Recognition: no theorem link
The Alignment Target Problem: Divergent Moral Judgments of Humans, AI Systems, and Their Designers
Pith reviewed 2026-05-13 07:15 UTC · model grok-4.3
The pith
People judge AI systems and their designers more deontologically than human actors in the same situations.
A machine-rendered reading of the paper's core claim, the machinery that carries it, and where it could break.
Core claim
Evaluations of a repairman and a repair robot show no significant difference, yet judgments shift substantially toward deontological, rule-based reasoning when the robot is described as the product of human programming. The same stricter standards apply when evaluating the company engineers who programmed the robot. These findings indicate that people evaluate humans, AI systems acting in the same situation, and the humans who design them in meaningfully different ways, which gives rise to the alignment target problem of selecting which normative target should guide artificial moral agents.
What carries the argument
The four-condition moral judgment experiment that varies the subject of evaluation (repairman, repair robot, programmed repair robot, company engineers) while holding the runaway mine train scenario fixed and measures shifts between consequentialist and deontological reasoning.
Load-bearing premise
Moral judgments elicited by this specific hypothetical runaway mine train scenario represent the normative targets that should guide AI behavior in real high-stakes deployment contexts.
What would settle it
A replication experiment using a different high-stakes dilemma, such as medical resource allocation, that finds no significant differences in moral judgments across the four conditions would falsify the claim of divergent evaluations.
Figures
read the original abstract
The project of aligning machine behavior with human values raises a basic problem: whose moral expectations should guide AI decision-making? Much alignment research assumes that the appropriate benchmark is how humans themselves would act in a given situation. Studies of agent-type value forks challenge this assumption by showing that people do not always judge humans and AI systems identically.This paper extends that challenge by examining two further possibilities: first, that evaluations of AI behavior change when its human origins are made visible; and second, that people judge the humans who program AI systems differently from either the machines or the human actors they are compared against. An experiment with 1,002 U.S. adults measured moral judgments in a runaway mine train scenario, varying the subject of evaluation across four conditions: a repairman, a repair robot, a repair robot programmed by company engineers, and company engineers programming a repair robot. We find no significant difference in evaluations of the repairman and the robot. However, judgments shifted substantially when the robot's actions were described as the product of human design. Participants exhibited markedly more deontological, rule-based reasoning when evaluating either the programmed robot or the engineers who programmed it, suggesting that rendering human agency visible activates heightened moral constraints. These findings indicate that people may evaluate humans, AI systems acting in the same situation, and the humans who design them in meaningfully different ways.

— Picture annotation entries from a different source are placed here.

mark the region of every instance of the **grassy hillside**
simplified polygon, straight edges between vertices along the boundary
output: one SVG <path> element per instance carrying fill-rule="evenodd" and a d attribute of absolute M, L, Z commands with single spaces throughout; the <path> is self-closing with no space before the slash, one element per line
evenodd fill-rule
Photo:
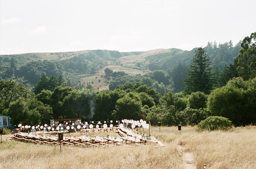
<path fill-rule="evenodd" d="M 221 70 L 237 56 L 240 44 L 233 46 L 226 43 L 219 44 L 218 47 L 214 45 L 209 43 L 205 50 L 212 61 L 212 68 L 217 67 Z M 15 80 L 32 89 L 43 74 L 57 77 L 61 75 L 69 86 L 81 88 L 90 84 L 95 89 L 102 90 L 108 89 L 113 79 L 105 76 L 104 70 L 108 68 L 113 72 L 123 72 L 125 76 L 130 76 L 127 79 L 132 79 L 131 76 L 143 75 L 154 70 L 163 70 L 168 74 L 166 78 L 169 83 L 167 84 L 171 85 L 173 70 L 181 64 L 186 71 L 196 49 L 184 51 L 172 48 L 128 52 L 96 50 L 0 55 L 0 80 Z M 183 77 L 180 77 L 180 83 L 182 83 Z M 118 79 L 123 78 L 122 76 L 114 78 L 116 84 L 113 86 L 116 81 L 128 81 Z M 177 87 L 177 82 L 173 80 L 174 87 L 181 89 L 180 85 Z M 161 82 L 158 82 L 160 84 Z M 167 86 L 166 90 L 172 87 Z"/>
<path fill-rule="evenodd" d="M 252 151 L 256 149 L 255 126 L 202 132 L 195 132 L 195 127 L 182 127 L 180 135 L 177 127 L 161 127 L 160 132 L 152 127 L 151 134 L 166 146 L 65 146 L 60 151 L 58 146 L 6 142 L 8 136 L 4 135 L 0 168 L 186 169 L 189 163 L 198 169 L 204 164 L 207 169 L 256 168 L 256 152 Z"/>

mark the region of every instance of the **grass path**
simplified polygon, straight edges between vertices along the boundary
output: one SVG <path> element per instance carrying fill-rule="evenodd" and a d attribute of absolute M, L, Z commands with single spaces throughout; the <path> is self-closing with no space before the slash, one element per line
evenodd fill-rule
<path fill-rule="evenodd" d="M 177 150 L 179 153 L 182 154 L 182 163 L 185 169 L 196 169 L 192 153 L 186 152 L 184 147 L 180 145 L 177 146 Z"/>

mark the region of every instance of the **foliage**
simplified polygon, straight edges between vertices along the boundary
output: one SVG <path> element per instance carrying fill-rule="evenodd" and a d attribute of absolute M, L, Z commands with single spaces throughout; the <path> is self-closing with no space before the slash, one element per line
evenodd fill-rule
<path fill-rule="evenodd" d="M 256 78 L 236 77 L 209 95 L 207 106 L 213 115 L 228 118 L 237 126 L 256 121 Z"/>
<path fill-rule="evenodd" d="M 116 104 L 116 113 L 113 115 L 117 119 L 139 119 L 142 112 L 142 103 L 135 93 L 129 92 L 118 99 Z"/>
<path fill-rule="evenodd" d="M 16 125 L 20 123 L 34 125 L 47 123 L 52 119 L 52 115 L 51 107 L 34 98 L 25 100 L 20 98 L 12 102 L 8 112 L 13 124 Z"/>
<path fill-rule="evenodd" d="M 256 77 L 256 32 L 245 37 L 237 57 L 237 72 L 244 80 Z"/>
<path fill-rule="evenodd" d="M 209 116 L 198 125 L 198 131 L 227 130 L 232 127 L 232 122 L 228 118 L 220 116 Z"/>
<path fill-rule="evenodd" d="M 110 75 L 113 73 L 113 70 L 108 68 L 107 68 L 104 70 L 104 72 L 106 75 Z"/>
<path fill-rule="evenodd" d="M 64 80 L 61 75 L 57 79 L 53 75 L 49 78 L 43 75 L 41 77 L 41 79 L 35 86 L 34 92 L 37 95 L 44 89 L 53 91 L 56 87 L 64 84 Z"/>
<path fill-rule="evenodd" d="M 189 97 L 189 106 L 191 109 L 199 109 L 206 107 L 207 96 L 201 92 L 193 92 Z"/>
<path fill-rule="evenodd" d="M 209 93 L 212 86 L 210 66 L 210 58 L 204 49 L 198 48 L 195 52 L 191 64 L 189 65 L 190 69 L 184 79 L 186 92 L 191 93 L 201 91 Z"/>
<path fill-rule="evenodd" d="M 12 102 L 20 97 L 28 98 L 31 95 L 22 84 L 12 81 L 0 81 L 0 115 Z"/>

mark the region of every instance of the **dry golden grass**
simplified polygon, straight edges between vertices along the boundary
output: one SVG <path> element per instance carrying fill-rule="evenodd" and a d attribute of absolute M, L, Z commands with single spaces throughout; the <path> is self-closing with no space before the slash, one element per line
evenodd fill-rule
<path fill-rule="evenodd" d="M 256 168 L 255 126 L 236 128 L 230 132 L 195 132 L 195 127 L 183 127 L 181 135 L 177 127 L 161 127 L 160 132 L 158 127 L 153 127 L 150 134 L 166 146 L 65 146 L 60 151 L 59 146 L 6 142 L 7 136 L 3 136 L 0 168 L 183 169 L 183 154 L 177 152 L 180 146 L 185 151 L 193 153 L 198 169 L 202 168 L 204 163 L 207 169 Z M 102 132 L 97 135 L 105 137 L 106 134 Z"/>

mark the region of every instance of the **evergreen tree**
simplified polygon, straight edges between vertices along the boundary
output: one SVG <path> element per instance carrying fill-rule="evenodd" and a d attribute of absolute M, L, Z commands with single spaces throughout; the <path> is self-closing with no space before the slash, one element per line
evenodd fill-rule
<path fill-rule="evenodd" d="M 189 65 L 190 70 L 184 79 L 185 92 L 191 93 L 198 91 L 209 93 L 212 86 L 210 58 L 204 49 L 199 48 Z"/>

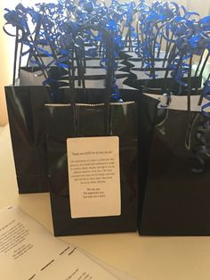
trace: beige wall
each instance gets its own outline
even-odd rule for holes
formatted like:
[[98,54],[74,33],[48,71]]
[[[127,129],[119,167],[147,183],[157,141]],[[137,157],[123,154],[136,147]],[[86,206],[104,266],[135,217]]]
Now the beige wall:
[[[31,0],[28,0],[31,1]],[[44,0],[43,0],[44,1]],[[108,0],[107,0],[108,1]],[[210,0],[174,0],[181,4],[184,4],[191,11],[197,11],[201,16],[210,13]],[[14,7],[20,0],[0,0],[0,126],[7,123],[7,114],[4,98],[4,86],[12,83],[12,45],[13,39],[6,36],[2,27],[4,25],[4,8]],[[26,2],[26,0],[25,0]],[[148,0],[152,2],[152,0]]]

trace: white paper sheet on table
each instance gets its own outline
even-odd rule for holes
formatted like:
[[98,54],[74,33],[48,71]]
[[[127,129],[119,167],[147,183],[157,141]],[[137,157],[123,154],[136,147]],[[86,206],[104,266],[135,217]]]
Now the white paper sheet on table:
[[4,280],[132,280],[52,236],[15,207],[0,210],[0,275]]

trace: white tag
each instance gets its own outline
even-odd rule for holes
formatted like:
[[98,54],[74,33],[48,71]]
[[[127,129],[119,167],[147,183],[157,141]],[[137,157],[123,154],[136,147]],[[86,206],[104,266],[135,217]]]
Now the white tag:
[[119,138],[69,138],[67,150],[71,217],[119,216]]

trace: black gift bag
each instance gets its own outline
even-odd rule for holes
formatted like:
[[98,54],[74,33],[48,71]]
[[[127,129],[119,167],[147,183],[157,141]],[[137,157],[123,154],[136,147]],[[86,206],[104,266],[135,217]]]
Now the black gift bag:
[[209,119],[193,109],[199,96],[172,97],[161,109],[156,95],[142,96],[139,232],[209,235]]
[[[109,36],[107,39],[109,40]],[[109,48],[109,51],[111,52],[112,49]],[[111,62],[110,57],[109,60]],[[112,70],[110,63],[108,66],[105,88],[85,88],[84,94],[83,88],[66,87],[63,88],[66,92],[63,95],[68,96],[69,92],[70,103],[45,105],[50,195],[55,235],[129,232],[137,229],[137,105],[134,102],[109,102]],[[71,141],[88,137],[91,141],[92,139],[94,141],[98,137],[105,137],[109,140],[113,136],[118,137],[119,140],[120,194],[116,198],[114,194],[116,185],[109,185],[108,189],[113,189],[113,196],[111,194],[106,201],[105,208],[109,210],[114,202],[119,203],[120,210],[115,214],[98,214],[101,211],[101,206],[98,205],[93,216],[85,217],[85,214],[75,217],[74,202],[76,210],[84,208],[83,210],[89,213],[90,210],[88,207],[85,208],[85,202],[83,205],[81,201],[77,202],[72,199],[73,181],[72,177],[69,177],[69,169],[73,161],[69,158],[67,143],[69,139]],[[98,152],[97,149],[96,152]],[[86,158],[83,161],[85,161]],[[99,166],[97,163],[93,169],[98,169]],[[83,166],[79,164],[78,173],[81,168]],[[84,176],[85,179],[85,173],[80,176]],[[92,195],[91,193],[88,194],[90,190],[93,190],[93,195],[95,195],[97,194],[95,189],[99,190],[101,187],[97,184],[92,181],[85,195]],[[78,193],[82,183],[78,186]]]
[[5,86],[5,95],[19,193],[47,192],[43,114],[50,102],[49,87]]

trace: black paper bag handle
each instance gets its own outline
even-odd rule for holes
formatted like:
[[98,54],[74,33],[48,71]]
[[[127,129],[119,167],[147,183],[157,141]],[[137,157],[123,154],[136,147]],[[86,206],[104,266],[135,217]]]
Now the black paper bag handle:
[[[77,41],[77,37],[83,33],[84,31],[87,30],[87,29],[93,29],[95,31],[101,31],[103,36],[105,37],[106,42],[107,42],[107,57],[108,57],[108,63],[107,63],[107,76],[106,76],[106,80],[105,80],[105,84],[106,84],[106,88],[104,90],[105,95],[104,95],[104,104],[105,104],[105,125],[106,125],[106,133],[107,135],[109,135],[110,133],[110,116],[109,116],[109,100],[110,100],[110,96],[112,94],[112,85],[113,85],[113,79],[114,79],[114,42],[113,39],[111,37],[111,35],[109,33],[109,31],[107,31],[105,29],[98,26],[98,25],[82,25],[78,28],[77,33],[74,36],[74,41]],[[73,54],[76,53],[75,52],[75,46],[73,46],[72,48],[72,58],[74,59],[74,55]],[[77,63],[79,61],[79,57],[77,57],[78,54],[76,54],[76,60],[77,60]],[[81,67],[81,65],[77,65],[77,69],[78,66]],[[72,61],[72,72],[74,72],[74,61]],[[83,72],[83,71],[82,71]],[[74,77],[73,77],[74,79]],[[82,77],[82,79],[85,80],[85,77]],[[75,88],[75,83],[73,80],[73,83],[71,83],[71,85],[69,85],[70,87],[70,91],[71,91],[71,104],[73,106],[73,111],[74,111],[74,118],[76,119],[77,118],[77,111],[76,111],[76,95],[77,95],[77,92],[76,92],[76,88]],[[85,87],[85,83],[83,83],[83,87],[84,89]],[[74,123],[76,124],[77,122],[74,121]],[[77,131],[77,129],[76,129]]]

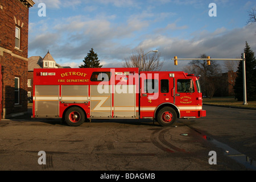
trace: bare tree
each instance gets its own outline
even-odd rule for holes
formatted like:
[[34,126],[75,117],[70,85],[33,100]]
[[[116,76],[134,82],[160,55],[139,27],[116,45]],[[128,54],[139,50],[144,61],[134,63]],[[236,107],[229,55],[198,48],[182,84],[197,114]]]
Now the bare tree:
[[252,9],[251,10],[248,11],[249,18],[247,21],[247,24],[251,24],[256,22],[256,9]]
[[139,68],[140,71],[160,71],[163,61],[160,59],[160,52],[154,52],[144,55],[142,48],[137,49],[129,57],[125,59],[123,66],[125,68]]

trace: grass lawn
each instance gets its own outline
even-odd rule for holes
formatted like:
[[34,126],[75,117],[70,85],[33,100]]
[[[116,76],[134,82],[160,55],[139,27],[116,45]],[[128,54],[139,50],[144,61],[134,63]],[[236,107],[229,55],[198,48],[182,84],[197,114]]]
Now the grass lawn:
[[225,106],[238,107],[242,108],[256,109],[256,101],[247,101],[247,105],[243,105],[243,101],[238,101],[234,97],[203,98],[203,103],[206,104],[217,105]]

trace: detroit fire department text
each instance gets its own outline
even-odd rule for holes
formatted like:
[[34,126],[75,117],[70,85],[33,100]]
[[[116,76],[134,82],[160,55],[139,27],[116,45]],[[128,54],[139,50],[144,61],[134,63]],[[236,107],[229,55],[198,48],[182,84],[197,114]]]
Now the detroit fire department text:
[[163,126],[206,116],[199,77],[183,72],[138,68],[35,69],[34,118],[151,118]]

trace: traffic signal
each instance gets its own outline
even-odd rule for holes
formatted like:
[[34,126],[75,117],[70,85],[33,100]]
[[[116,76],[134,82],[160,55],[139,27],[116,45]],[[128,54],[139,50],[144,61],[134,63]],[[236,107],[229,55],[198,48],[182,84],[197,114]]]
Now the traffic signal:
[[177,56],[174,56],[174,65],[177,65]]
[[[210,56],[207,56],[207,59],[210,59]],[[210,65],[210,61],[207,60],[207,65]]]

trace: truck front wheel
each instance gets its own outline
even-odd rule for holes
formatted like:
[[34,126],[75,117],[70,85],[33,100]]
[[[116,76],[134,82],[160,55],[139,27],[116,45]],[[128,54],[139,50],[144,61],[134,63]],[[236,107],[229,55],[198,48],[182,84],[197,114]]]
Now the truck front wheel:
[[72,126],[77,126],[82,124],[85,120],[85,115],[81,108],[72,107],[65,113],[66,123]]
[[177,113],[170,107],[161,109],[158,113],[157,120],[162,126],[172,125],[177,119]]

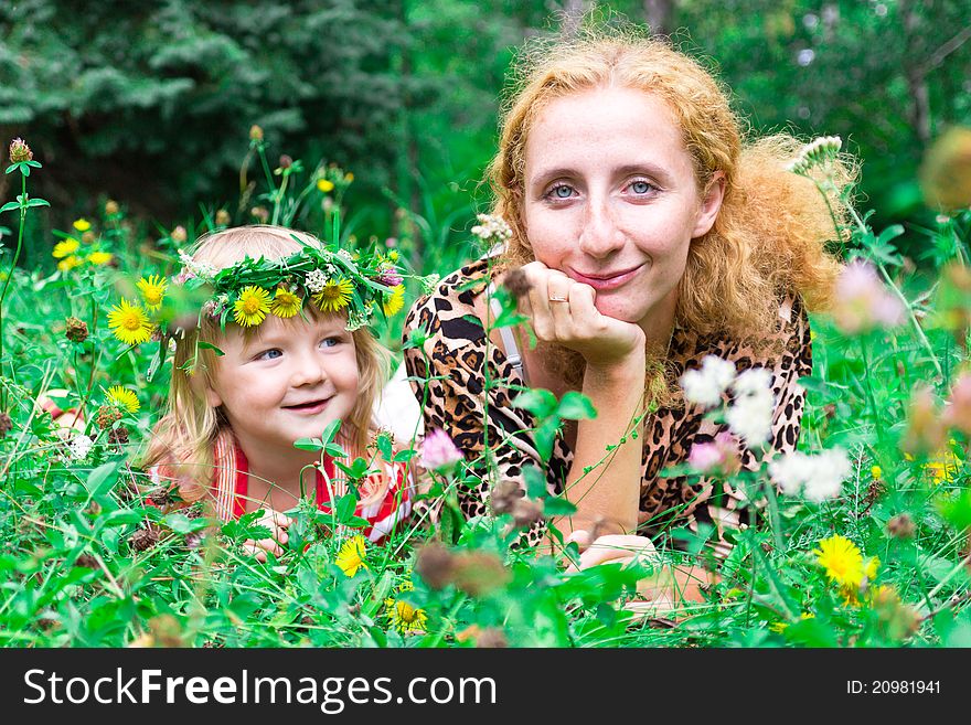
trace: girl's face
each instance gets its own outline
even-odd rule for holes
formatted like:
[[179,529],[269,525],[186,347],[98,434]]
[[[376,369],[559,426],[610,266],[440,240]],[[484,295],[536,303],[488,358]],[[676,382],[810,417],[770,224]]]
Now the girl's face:
[[348,420],[359,373],[345,323],[333,314],[268,316],[248,339],[236,326],[226,328],[206,399],[223,407],[244,450],[294,452],[298,438]]
[[[596,290],[597,310],[640,323],[673,313],[691,241],[711,230],[666,104],[631,88],[557,98],[526,139],[523,223],[535,258]],[[717,175],[717,174],[716,174]]]

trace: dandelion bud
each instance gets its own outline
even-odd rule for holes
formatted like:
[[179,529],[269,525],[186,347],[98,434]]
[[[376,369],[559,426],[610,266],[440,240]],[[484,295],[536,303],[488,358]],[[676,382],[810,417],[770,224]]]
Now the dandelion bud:
[[917,526],[907,513],[898,513],[887,522],[887,534],[894,539],[911,539]]
[[15,138],[10,141],[10,160],[13,163],[20,163],[21,161],[31,161],[34,158],[34,152],[30,150],[30,147],[26,145],[21,138]]
[[452,575],[452,554],[438,542],[425,544],[418,550],[415,572],[433,589],[444,589]]
[[64,337],[72,342],[84,342],[87,340],[87,323],[78,320],[76,317],[68,317],[65,321],[67,329],[64,330]]
[[11,430],[13,430],[13,420],[10,415],[0,413],[0,438],[6,438]]

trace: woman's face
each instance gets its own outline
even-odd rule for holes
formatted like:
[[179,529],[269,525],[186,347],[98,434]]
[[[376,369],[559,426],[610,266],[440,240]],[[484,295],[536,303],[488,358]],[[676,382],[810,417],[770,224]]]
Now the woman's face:
[[[523,223],[535,258],[596,290],[601,314],[673,314],[691,241],[722,203],[704,199],[668,106],[631,88],[557,98],[526,139]],[[668,318],[670,319],[670,318]]]

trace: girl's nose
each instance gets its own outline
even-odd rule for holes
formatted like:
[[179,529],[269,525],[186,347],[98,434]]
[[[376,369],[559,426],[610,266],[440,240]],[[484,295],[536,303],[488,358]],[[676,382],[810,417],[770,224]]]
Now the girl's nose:
[[620,249],[625,239],[607,200],[591,198],[584,209],[579,237],[580,250],[601,259]]

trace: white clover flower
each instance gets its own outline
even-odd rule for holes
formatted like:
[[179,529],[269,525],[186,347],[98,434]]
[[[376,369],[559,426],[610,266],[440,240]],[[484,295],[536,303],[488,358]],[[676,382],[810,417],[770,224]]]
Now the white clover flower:
[[311,292],[319,292],[327,285],[327,275],[320,269],[312,269],[307,274],[307,289]]
[[71,444],[68,445],[68,450],[71,452],[71,457],[74,460],[84,460],[87,458],[87,455],[90,452],[92,446],[94,445],[94,440],[88,438],[83,433],[77,434],[72,438]]
[[684,397],[705,408],[722,402],[722,394],[735,380],[735,363],[717,355],[706,355],[700,370],[689,370],[681,376]]
[[750,367],[735,380],[735,399],[725,414],[728,428],[749,448],[761,446],[772,434],[772,374],[765,367]]
[[769,462],[769,477],[787,495],[800,490],[809,501],[817,503],[840,495],[843,481],[853,467],[842,448],[831,448],[815,456],[792,451]]
[[505,242],[512,237],[512,230],[501,216],[479,214],[477,218],[479,224],[472,227],[472,234],[483,242]]

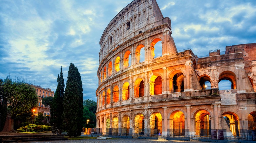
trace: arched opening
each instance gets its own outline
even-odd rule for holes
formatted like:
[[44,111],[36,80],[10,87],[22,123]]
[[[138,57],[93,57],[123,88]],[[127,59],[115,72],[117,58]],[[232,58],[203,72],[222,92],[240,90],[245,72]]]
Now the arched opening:
[[[219,77],[219,89],[221,90],[236,89],[236,79],[235,74],[232,72],[226,71],[222,72],[220,74]],[[229,87],[227,86],[229,86],[230,84],[230,83],[228,81],[231,83]],[[221,82],[222,82],[221,83]]]
[[194,59],[194,60],[193,60],[193,68],[194,68],[194,69],[196,69],[197,68],[197,62],[195,59]]
[[204,74],[199,79],[199,83],[202,90],[211,89],[211,79],[208,75]]
[[182,72],[178,72],[173,76],[172,79],[170,80],[170,82],[172,82],[172,92],[184,91],[184,75]]
[[102,93],[102,106],[105,104],[105,91],[103,91]]
[[107,67],[104,67],[104,71],[103,72],[103,80],[106,79],[106,76],[107,75]]
[[210,113],[204,110],[201,110],[195,113],[196,135],[200,136],[207,136],[211,131],[211,123]]
[[155,80],[154,90],[154,95],[162,94],[162,77],[161,76],[158,76]]
[[110,88],[108,89],[107,91],[107,104],[110,103],[111,90]]
[[247,118],[248,129],[249,130],[256,130],[256,111],[250,113]]
[[117,102],[119,100],[119,88],[116,86],[113,89],[113,102]]
[[136,64],[142,62],[145,60],[145,50],[142,48],[144,45],[140,44],[137,46],[135,51],[135,58],[136,59]]
[[112,62],[110,61],[108,64],[108,76],[110,76],[112,75]]
[[129,133],[130,118],[127,115],[125,115],[122,118],[121,123],[122,128],[122,135],[127,135]]
[[249,80],[250,81],[250,83],[251,83],[251,84],[252,86],[252,88],[254,89],[253,87],[253,80],[249,76],[248,76],[248,78],[249,78]]
[[134,85],[134,97],[143,97],[144,95],[144,84],[143,80],[139,78],[136,80]]
[[130,56],[130,54],[131,51],[127,51],[124,53],[123,58],[124,68],[127,68],[130,65],[129,64],[129,57]]
[[126,82],[123,85],[122,89],[122,101],[126,100],[130,98],[130,84]]
[[138,113],[134,118],[134,133],[144,133],[144,116],[141,113]]
[[150,121],[151,134],[162,135],[162,123],[161,114],[159,112],[154,113],[150,116]]
[[240,129],[239,129],[239,124],[240,124],[240,122],[238,121],[238,117],[237,115],[231,112],[224,113],[222,115],[228,126],[229,128],[228,129],[230,129],[230,131],[232,133],[233,136],[239,136],[240,134],[239,130]]
[[120,57],[118,56],[115,60],[115,70],[117,72],[120,70]]
[[181,111],[175,111],[170,116],[170,128],[174,135],[185,135],[185,116]]
[[150,44],[151,56],[153,58],[160,57],[162,55],[162,41],[159,38],[154,39]]

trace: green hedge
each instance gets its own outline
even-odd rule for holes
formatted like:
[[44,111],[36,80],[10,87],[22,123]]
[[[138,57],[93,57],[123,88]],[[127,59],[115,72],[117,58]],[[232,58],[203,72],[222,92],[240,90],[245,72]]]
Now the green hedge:
[[52,127],[46,125],[30,124],[25,127],[18,129],[16,131],[19,132],[32,132],[39,133],[41,132],[52,131]]

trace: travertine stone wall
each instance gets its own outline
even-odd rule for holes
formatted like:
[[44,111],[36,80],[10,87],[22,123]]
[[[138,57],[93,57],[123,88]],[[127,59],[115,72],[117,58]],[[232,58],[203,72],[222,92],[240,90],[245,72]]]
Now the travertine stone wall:
[[[110,22],[99,42],[97,128],[129,128],[132,134],[156,128],[166,135],[179,122],[190,135],[215,129],[232,136],[237,134],[223,124],[227,119],[256,121],[256,43],[199,58],[189,49],[177,51],[171,34],[171,20],[156,0],[134,0]],[[231,83],[228,90],[219,90],[223,80]],[[221,95],[228,92],[235,94],[235,104],[224,105]],[[202,128],[203,122],[210,126]]]

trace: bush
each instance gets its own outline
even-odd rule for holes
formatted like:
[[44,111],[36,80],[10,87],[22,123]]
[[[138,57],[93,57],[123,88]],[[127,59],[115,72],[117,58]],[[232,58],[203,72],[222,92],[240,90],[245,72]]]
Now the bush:
[[25,127],[18,129],[16,131],[18,132],[32,132],[39,133],[45,131],[52,131],[52,127],[46,125],[30,124]]

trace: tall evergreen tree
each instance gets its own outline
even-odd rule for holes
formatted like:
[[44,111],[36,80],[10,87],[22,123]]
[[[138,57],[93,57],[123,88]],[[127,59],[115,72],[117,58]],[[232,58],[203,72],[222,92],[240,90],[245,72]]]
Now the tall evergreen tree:
[[52,132],[54,134],[61,134],[62,120],[61,118],[63,114],[63,100],[64,97],[64,79],[62,74],[62,68],[60,68],[60,75],[58,75],[57,82],[58,85],[54,94],[54,96],[51,105],[50,112],[51,119],[50,123],[52,126]]
[[63,127],[68,134],[79,136],[83,127],[83,87],[77,68],[71,63],[64,96]]

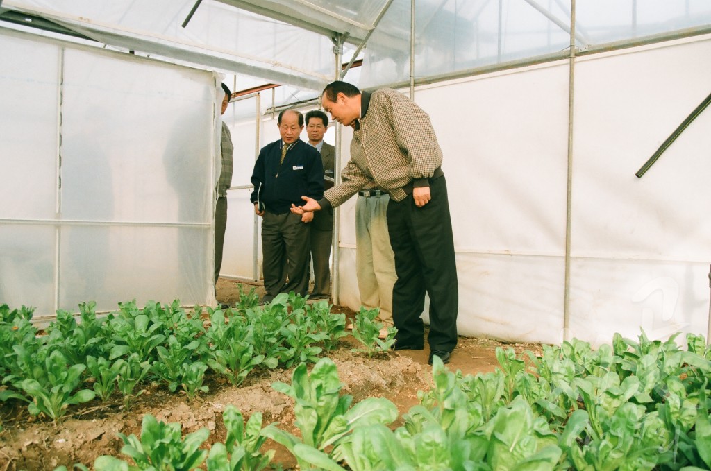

The fact that these evaluations do not necessarily converge gives rise to the alignment target problem: which normative target should guide the development of artificial moral agents in high-stakes domains, and whether these plural judgments can be reconciled within a coherent account of value alignment.
Editorial analysis
A structured set of objections, weighed in public.
Referee Report
Summary. The paper investigates the alignment target problem by experimentally comparing moral judgments of 1,002 U.S. adults in a runaway mine train scenario across four conditions: a human repairman, an autonomous repair robot, a repair robot programmed by engineers, and the engineers themselves. It reports no significant difference between judgments of the repairman and the autonomous robot, but a substantial shift toward deontological, rule-based reasoning when human design or designers are made visible. The authors conclude that humans, AI systems, and their designers elicit meaningfully different moral evaluations, creating a pluralistic challenge for determining the appropriate normative target for AI alignment.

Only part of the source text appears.